The question of appearances and their complicated meanings is at the heart ofGabriel Mascaro’s remarkable and arresting “Neon Bull.” The film centers on Iremar and the nomadic group with whom he lives and works. Galega (Maeve Jinkings) drives the truck that serves as their sleeping quarters, and performs eerie burlesque numbers for rowdy rodeo fans in wild, sexy horse costumes of Iremar’s design. Her daughter, Cacá (Alyne Santana), brings the innocent element to the rough, masculine camp. There are also bull wranglers Mário (Josinaldo Alves) and Zé (Carlos Pessoa), marked by his rotund shape and simple mind. Somehow, they create a little family unit that manages to work. They squabble and fight in their cramped quarters, but they have their routine and they stick to it. 

“Neon Bull” is largely concerned with bodies, primarily the dual nature of bodies, for both performance and presentation. The bulls exemplify this juxtaposition — they are roughly packed into rickety trailers, shuttled into chutes with no regard for their space, squashed and grunting on top of each other. They’re then put on display, their downfall the evening’s entertainment. One night, Iremar coats one of the bulls in neon paint powder as the announcer declares it’s the portion of the evening everyone’s been waiting for — the Neon Bull, the spectacle of the painted bull’s body.

This same question of form and function exists for the humans. Though they live in dismal camping conditions, Iremar and Galega are concerned not just with their bodies as tools for work, but for being seen. Galega gives herself a bikini wax in the cab of the truck, while Iremar splashes himself with cologne and doodles his clothing designs onto Zé’s girly mags. Attention is paid to their daily ablutions, and the small vanities they allow themselves. A new cow hand, Júnior (Vinícius de Oliveira), has braces on his teeth and flat irons his long hair in a small mirror in the makeshift outdoor camp every morning.

 It’s a fascinating rumination on bodies as they are used for presentation, pleasure, and performance. Stud horses are glittered and coiffed and then auctioned off for their innards — their eggs and sperm. Iremar even tries to steal some stud sperm himself, in order to buy his own sewing machine. The entire economy in which they exist is predicated on the function, spectacle, and selling of bodies. 

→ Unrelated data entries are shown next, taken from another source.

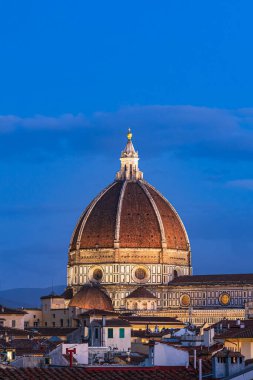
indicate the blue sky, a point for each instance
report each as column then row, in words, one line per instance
column 75, row 75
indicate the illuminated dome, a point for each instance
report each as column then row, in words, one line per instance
column 129, row 213
column 91, row 297
column 128, row 236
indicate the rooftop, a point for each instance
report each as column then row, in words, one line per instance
column 141, row 292
column 213, row 278
column 99, row 373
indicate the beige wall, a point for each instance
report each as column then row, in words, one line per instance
column 13, row 320
column 33, row 318
column 123, row 344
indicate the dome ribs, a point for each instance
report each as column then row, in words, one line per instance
column 99, row 229
column 175, row 232
column 139, row 226
column 91, row 297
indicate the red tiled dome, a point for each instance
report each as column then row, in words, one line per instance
column 132, row 214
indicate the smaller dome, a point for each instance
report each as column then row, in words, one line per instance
column 91, row 296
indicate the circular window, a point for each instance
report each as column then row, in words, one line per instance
column 224, row 299
column 140, row 273
column 185, row 300
column 97, row 274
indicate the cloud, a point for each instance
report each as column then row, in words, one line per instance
column 10, row 123
column 246, row 184
column 186, row 131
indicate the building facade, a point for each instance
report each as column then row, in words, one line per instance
column 131, row 242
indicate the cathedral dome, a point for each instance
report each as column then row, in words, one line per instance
column 130, row 214
column 91, row 297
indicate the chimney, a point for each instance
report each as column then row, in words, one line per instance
column 195, row 359
column 200, row 369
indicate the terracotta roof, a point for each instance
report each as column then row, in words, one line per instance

The plot loosely follows Iremar as he attempts to pursue his dreams outside of the rodeo, but the closest he gets to his goal of working in a clothing factory is romancing a perfume saleslady, Geise (Samya De Lavor), who moonlights as a security guard in the factory. When he visits her there, he seems almost aroused by the industrial sewing machines as he describes his ambitions to her. It culminates in a stunning and beautifully-shot sex scene, performed in real time over one long unbroken take. The lighting is gorgeous, as Iremar’s sexual energy and charisma are finally released. Once again the question of bodily appearances and meaning is thrown into question, as Geise is fully pregnant, but her body presented in a sexual way. The realism of the scene demonstrates Mascaro’s skill in directing, for which he took home top honors, winning the directing prize from the Jury in Marrakech. The only qualm would be that the film reaches its climax at this point, and the perfunctory ending after this seems tacked on and could never live up to the penultimate scene.

Cazarré is a movie star in Brazil, and his authentic and unassuming performance in “Neon Bull” should launch him onto a global international stage. His Iremar feels of this world, skin made of dust and muscled from wrestling with the bulls. Mascaro’s film is an auspicious, original, and absorbing work that thrills with its look into this little-seen world and the dreamers that inhabit it. [B+]

This is a reprint of our review from the 2015 Marrakech International Film Festival.